Pasar memilih mencermati data dengan orientasi ke depan (forward looking) yakni IKK, yang mengindikasikan bahwa konsumen mulai optimistis memandang perekonomian domestik dengan naik 2,9 poin menjadi 104,4 dan menjadi pembacaan tertinggi sejak Maret tahun lalu.
Peningkatan sentimen konsumen juga didukung dengan data penjualan ritel yang meningkat. Setelah 16 bulan tiarap, penjualan ritel Indonesia mengalami pertumbuhan tahunan sebesar 15,6% pada April setelah terkontraksi 14,6% di bulan sebelumnya.
Sementara itu, pasar surat utang masih mencetak aksi beli meski tipis, yang mengindikasikan pemodal masih mengoleksi aset minim risiko tersebut, tetapi dengan laju yang lebih ringan karena mereka mulai melirik aset dengan premi risiko lebih tinggi.
Hal ini terlihat dari imbal hasil (yield) Surat Berharga Negara (SBN) bertenor 10 tahun sepekan lalu yang cenderung turun. Imbal hasil surat utang berkode FR0087 yang merupakan acuan obligasi negara itu pada Jumat berakhir pada 6,434% atau lebih rendah dari posisi akhir pekan sebelumnya sebesar 6,439%.
Artinya, selama sepekan harga SBN acuan itu cenderung naik. Yield berlawanan arah dari harga, sehingga penurunan yield menunjukkan harga obligasi yang sedang menguat, demikian juga sebaliknya. Satuan penghitungan basis poin setara dengan 1/100 dari 1%.
Bursa saham Amerika Serikat (AS) sepanjang pekan lalu cenderung mixed, di mana Dow Jones melemah 0,8% menjadi 34.479 sementara S&P 500 bertambah 0,4% sehingga berahir pada level tertinggi baru 4.247. Nasdaq, yang berisi saham unggulan teknologi, melesat 1,9% ke 14.069. Indeks saham unggulan kelas teri Russell 2000 melesat 2,2% menjadi 2.335.

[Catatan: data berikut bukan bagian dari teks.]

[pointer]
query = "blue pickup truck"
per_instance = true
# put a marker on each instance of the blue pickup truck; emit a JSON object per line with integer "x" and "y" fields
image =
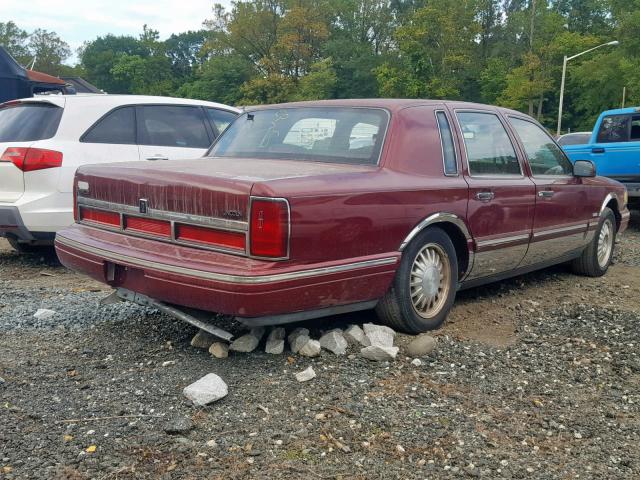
{"x": 614, "y": 148}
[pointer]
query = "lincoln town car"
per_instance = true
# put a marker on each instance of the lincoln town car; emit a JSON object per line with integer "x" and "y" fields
{"x": 310, "y": 209}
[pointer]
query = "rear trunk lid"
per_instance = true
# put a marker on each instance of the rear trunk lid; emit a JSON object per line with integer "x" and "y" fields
{"x": 209, "y": 187}
{"x": 22, "y": 124}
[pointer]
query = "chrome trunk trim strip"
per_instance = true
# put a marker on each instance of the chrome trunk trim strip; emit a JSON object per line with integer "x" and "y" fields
{"x": 222, "y": 223}
{"x": 223, "y": 277}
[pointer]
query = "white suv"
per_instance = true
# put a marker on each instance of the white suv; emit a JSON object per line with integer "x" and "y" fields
{"x": 43, "y": 140}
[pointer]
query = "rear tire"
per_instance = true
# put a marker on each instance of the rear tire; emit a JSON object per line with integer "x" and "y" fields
{"x": 596, "y": 258}
{"x": 424, "y": 288}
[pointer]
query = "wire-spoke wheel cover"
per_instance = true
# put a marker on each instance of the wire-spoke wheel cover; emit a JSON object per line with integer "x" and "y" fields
{"x": 430, "y": 280}
{"x": 605, "y": 243}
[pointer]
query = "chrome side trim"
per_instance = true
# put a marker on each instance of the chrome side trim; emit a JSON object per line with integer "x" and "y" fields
{"x": 441, "y": 217}
{"x": 544, "y": 233}
{"x": 222, "y": 223}
{"x": 607, "y": 199}
{"x": 503, "y": 240}
{"x": 223, "y": 277}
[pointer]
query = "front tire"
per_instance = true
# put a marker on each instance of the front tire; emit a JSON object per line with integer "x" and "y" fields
{"x": 596, "y": 258}
{"x": 424, "y": 288}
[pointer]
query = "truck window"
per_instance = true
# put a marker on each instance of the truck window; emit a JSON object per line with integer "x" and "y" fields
{"x": 635, "y": 128}
{"x": 614, "y": 128}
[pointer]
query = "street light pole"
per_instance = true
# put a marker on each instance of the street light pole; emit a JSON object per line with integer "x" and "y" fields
{"x": 564, "y": 73}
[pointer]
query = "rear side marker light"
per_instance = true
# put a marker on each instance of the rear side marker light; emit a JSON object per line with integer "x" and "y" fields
{"x": 30, "y": 159}
{"x": 209, "y": 236}
{"x": 269, "y": 228}
{"x": 100, "y": 217}
{"x": 150, "y": 226}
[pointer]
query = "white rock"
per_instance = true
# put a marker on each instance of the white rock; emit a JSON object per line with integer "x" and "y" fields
{"x": 202, "y": 340}
{"x": 293, "y": 336}
{"x": 275, "y": 341}
{"x": 44, "y": 313}
{"x": 310, "y": 349}
{"x": 379, "y": 335}
{"x": 206, "y": 390}
{"x": 335, "y": 342}
{"x": 219, "y": 350}
{"x": 306, "y": 375}
{"x": 356, "y": 336}
{"x": 378, "y": 353}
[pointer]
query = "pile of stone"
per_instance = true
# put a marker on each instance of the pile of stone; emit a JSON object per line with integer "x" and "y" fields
{"x": 374, "y": 341}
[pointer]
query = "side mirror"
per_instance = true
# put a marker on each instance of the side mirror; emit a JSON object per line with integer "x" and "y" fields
{"x": 584, "y": 168}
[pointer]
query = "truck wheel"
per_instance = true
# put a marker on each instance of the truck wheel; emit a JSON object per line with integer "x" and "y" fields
{"x": 424, "y": 288}
{"x": 596, "y": 258}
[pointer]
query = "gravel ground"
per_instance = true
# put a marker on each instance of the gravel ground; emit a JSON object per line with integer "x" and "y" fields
{"x": 534, "y": 377}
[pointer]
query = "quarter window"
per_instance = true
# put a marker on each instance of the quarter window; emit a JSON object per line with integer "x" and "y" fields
{"x": 614, "y": 128}
{"x": 117, "y": 127}
{"x": 545, "y": 157}
{"x": 448, "y": 150}
{"x": 489, "y": 149}
{"x": 172, "y": 126}
{"x": 220, "y": 118}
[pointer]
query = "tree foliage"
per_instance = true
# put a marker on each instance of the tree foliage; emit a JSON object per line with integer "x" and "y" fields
{"x": 506, "y": 52}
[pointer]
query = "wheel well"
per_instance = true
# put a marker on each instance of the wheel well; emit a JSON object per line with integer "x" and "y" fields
{"x": 459, "y": 243}
{"x": 613, "y": 205}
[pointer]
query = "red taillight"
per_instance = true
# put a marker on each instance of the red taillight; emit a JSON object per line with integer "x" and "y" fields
{"x": 101, "y": 217}
{"x": 148, "y": 225}
{"x": 269, "y": 228}
{"x": 30, "y": 159}
{"x": 209, "y": 236}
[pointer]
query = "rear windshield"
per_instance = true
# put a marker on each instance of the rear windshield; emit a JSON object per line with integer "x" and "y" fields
{"x": 27, "y": 122}
{"x": 574, "y": 139}
{"x": 315, "y": 134}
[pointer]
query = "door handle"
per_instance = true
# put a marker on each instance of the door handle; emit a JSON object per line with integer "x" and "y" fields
{"x": 545, "y": 193}
{"x": 485, "y": 196}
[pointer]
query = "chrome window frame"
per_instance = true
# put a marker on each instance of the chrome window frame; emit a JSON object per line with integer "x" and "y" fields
{"x": 496, "y": 176}
{"x": 453, "y": 141}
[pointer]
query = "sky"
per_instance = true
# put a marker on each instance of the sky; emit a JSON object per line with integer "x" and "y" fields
{"x": 77, "y": 21}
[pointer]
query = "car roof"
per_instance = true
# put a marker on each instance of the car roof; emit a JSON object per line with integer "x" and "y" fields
{"x": 391, "y": 104}
{"x": 621, "y": 111}
{"x": 114, "y": 100}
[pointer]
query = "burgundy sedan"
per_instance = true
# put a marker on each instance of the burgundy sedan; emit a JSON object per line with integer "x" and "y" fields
{"x": 309, "y": 209}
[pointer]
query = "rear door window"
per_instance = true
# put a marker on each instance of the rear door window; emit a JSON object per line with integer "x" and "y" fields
{"x": 220, "y": 119}
{"x": 172, "y": 126}
{"x": 614, "y": 128}
{"x": 116, "y": 127}
{"x": 545, "y": 157}
{"x": 28, "y": 122}
{"x": 489, "y": 149}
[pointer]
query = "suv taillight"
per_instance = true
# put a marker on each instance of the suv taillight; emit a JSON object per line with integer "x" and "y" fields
{"x": 269, "y": 228}
{"x": 29, "y": 159}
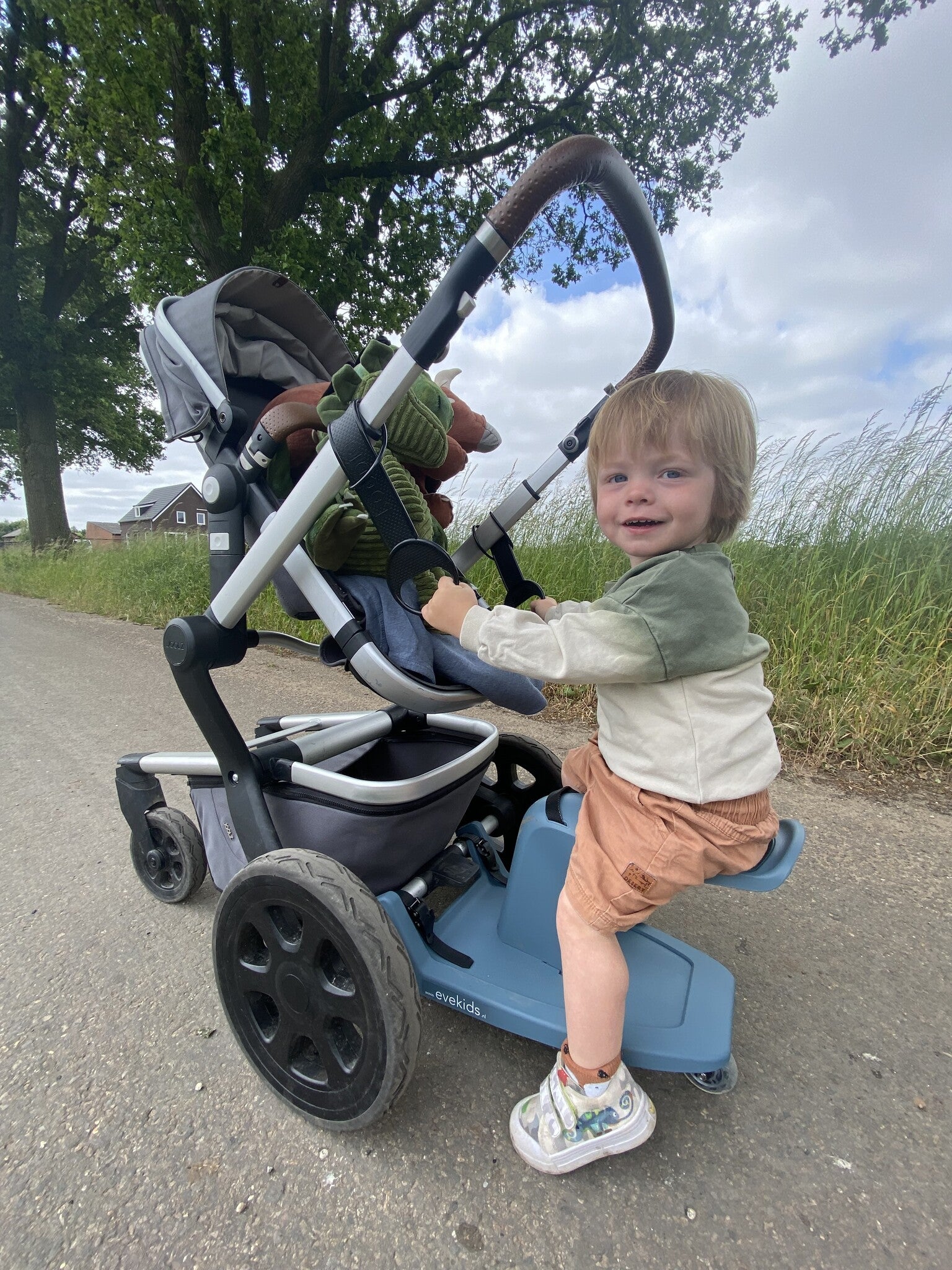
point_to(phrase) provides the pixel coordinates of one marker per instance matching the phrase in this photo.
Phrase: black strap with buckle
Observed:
(421, 917)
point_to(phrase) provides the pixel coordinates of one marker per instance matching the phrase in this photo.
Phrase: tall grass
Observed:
(150, 580)
(844, 566)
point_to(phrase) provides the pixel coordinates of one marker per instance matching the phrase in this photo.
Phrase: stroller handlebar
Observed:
(596, 163)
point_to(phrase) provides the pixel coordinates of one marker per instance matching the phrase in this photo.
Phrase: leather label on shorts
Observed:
(638, 879)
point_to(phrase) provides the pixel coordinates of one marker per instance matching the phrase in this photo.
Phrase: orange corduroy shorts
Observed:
(635, 850)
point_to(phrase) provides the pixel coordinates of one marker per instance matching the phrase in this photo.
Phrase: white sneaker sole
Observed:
(615, 1142)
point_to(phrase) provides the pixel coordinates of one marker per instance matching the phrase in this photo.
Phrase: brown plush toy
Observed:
(469, 433)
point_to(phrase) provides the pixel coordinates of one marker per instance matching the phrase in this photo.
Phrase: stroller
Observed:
(328, 833)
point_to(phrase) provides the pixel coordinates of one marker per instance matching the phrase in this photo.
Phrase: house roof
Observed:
(156, 500)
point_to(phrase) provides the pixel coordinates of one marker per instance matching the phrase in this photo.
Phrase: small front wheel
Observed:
(720, 1081)
(174, 865)
(318, 987)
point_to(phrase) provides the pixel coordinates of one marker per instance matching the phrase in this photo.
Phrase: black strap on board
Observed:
(423, 920)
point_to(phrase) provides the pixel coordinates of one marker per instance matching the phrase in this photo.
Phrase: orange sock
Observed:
(589, 1075)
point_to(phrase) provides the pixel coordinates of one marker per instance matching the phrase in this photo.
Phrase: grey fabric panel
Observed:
(254, 346)
(193, 318)
(223, 849)
(385, 851)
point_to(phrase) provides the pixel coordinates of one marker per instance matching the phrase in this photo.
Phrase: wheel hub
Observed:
(294, 991)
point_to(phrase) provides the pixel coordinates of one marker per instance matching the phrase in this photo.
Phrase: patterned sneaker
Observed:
(562, 1128)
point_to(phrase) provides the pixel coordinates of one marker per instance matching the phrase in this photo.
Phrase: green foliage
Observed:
(355, 145)
(857, 20)
(70, 378)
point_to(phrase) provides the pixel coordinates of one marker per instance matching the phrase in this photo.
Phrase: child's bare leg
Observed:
(596, 984)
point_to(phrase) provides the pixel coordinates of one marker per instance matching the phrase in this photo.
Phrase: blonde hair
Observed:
(710, 414)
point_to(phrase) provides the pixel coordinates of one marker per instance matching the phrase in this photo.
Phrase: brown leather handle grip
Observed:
(596, 163)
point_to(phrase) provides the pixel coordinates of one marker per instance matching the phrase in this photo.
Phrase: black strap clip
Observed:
(421, 917)
(518, 588)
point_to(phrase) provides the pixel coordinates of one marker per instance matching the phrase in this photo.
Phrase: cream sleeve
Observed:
(579, 646)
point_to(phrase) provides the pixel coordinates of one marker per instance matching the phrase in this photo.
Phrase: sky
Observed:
(822, 280)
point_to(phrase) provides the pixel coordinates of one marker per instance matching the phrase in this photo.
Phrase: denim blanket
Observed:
(408, 643)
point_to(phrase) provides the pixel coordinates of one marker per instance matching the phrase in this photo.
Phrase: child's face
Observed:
(654, 500)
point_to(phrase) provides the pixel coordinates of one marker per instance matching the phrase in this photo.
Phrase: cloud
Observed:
(822, 280)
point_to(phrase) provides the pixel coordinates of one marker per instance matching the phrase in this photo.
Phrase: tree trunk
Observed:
(40, 466)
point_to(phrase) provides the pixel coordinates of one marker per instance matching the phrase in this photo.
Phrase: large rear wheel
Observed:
(318, 987)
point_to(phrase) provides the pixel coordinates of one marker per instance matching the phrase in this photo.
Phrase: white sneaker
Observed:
(562, 1128)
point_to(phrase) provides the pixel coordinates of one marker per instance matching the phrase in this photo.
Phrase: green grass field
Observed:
(845, 567)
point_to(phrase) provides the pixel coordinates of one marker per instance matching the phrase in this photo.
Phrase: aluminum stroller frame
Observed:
(320, 981)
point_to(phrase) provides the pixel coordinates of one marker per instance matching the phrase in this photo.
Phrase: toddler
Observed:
(674, 781)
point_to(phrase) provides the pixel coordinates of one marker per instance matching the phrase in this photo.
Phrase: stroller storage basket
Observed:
(384, 842)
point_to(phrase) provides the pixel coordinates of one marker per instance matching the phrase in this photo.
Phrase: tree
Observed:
(70, 381)
(870, 20)
(356, 144)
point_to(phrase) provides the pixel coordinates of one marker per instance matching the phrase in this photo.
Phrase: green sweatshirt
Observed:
(682, 705)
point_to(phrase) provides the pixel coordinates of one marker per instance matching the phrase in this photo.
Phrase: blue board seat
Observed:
(776, 865)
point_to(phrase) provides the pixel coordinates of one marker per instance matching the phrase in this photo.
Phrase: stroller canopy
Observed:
(250, 324)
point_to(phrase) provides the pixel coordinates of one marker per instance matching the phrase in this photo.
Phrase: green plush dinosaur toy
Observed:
(343, 539)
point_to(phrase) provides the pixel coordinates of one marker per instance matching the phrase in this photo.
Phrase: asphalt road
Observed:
(135, 1134)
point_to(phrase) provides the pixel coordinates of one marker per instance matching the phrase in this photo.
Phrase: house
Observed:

Sektor properti mencetak kinerja terbaik dengan meroket 2% dalam sepekan, disusul sektor layanan kesehatan yang melompat 1,9%. Saham sektor konsumer menguat 1,6% disusul sektor teknologi (1,4%) yang terbantu sentimen masih kecilnya peluang penaikan suku bunga acuan.
Sebaliknya, sektor keuangan drop 2,4% karena prospek berlanjutnya era suku bunga rendah setidaknya hingga tahun depan membuat mereka kesulitan mencetak keuntungan dari margin bunga bersih (net interest margin/NIM). Sektor lain yang tertekan adalah bahan baku (-2%) dan manufaktur (-1,7%).
Saham meme yang populer di kalangan pengguna media sosial Reddit masih mendominasi pemberitaan dengan pergerakannya yang sangat volatil. Saham GameStop mecetak rekor tertinggi baru pada US$ 344,7 dan mengakhiri pekan di level US$ 233,34 per saham.
Di pasar obligasi, Surat Berharga Negara (SBN) pemerintah AS (US Treasury) bergerak mengejutkan dengan kembali diburu pemodal, sehingga imbal hasil (yield) anjlok. Imbal hasil US Treasury berjauh tempo 10 tahun, yang menjadi acuan pasar, melemah hingga 1,43%, setelah pada pertengahan Maret sempat menyentuh level tertinggi 2021 pada 1,75%.
"Saya berpikir seluruh pergerakan US Treasury ini cenderung teknikal dan tidak ada kaitannya dengan fundamental," tutur Aneta Markowska, Kepala Ekonom Jefferies. "Ada dana berlebih yang lantas diparkir ke surat utang bertenor lebih panjang.. investor aslinya masih ingin jualan."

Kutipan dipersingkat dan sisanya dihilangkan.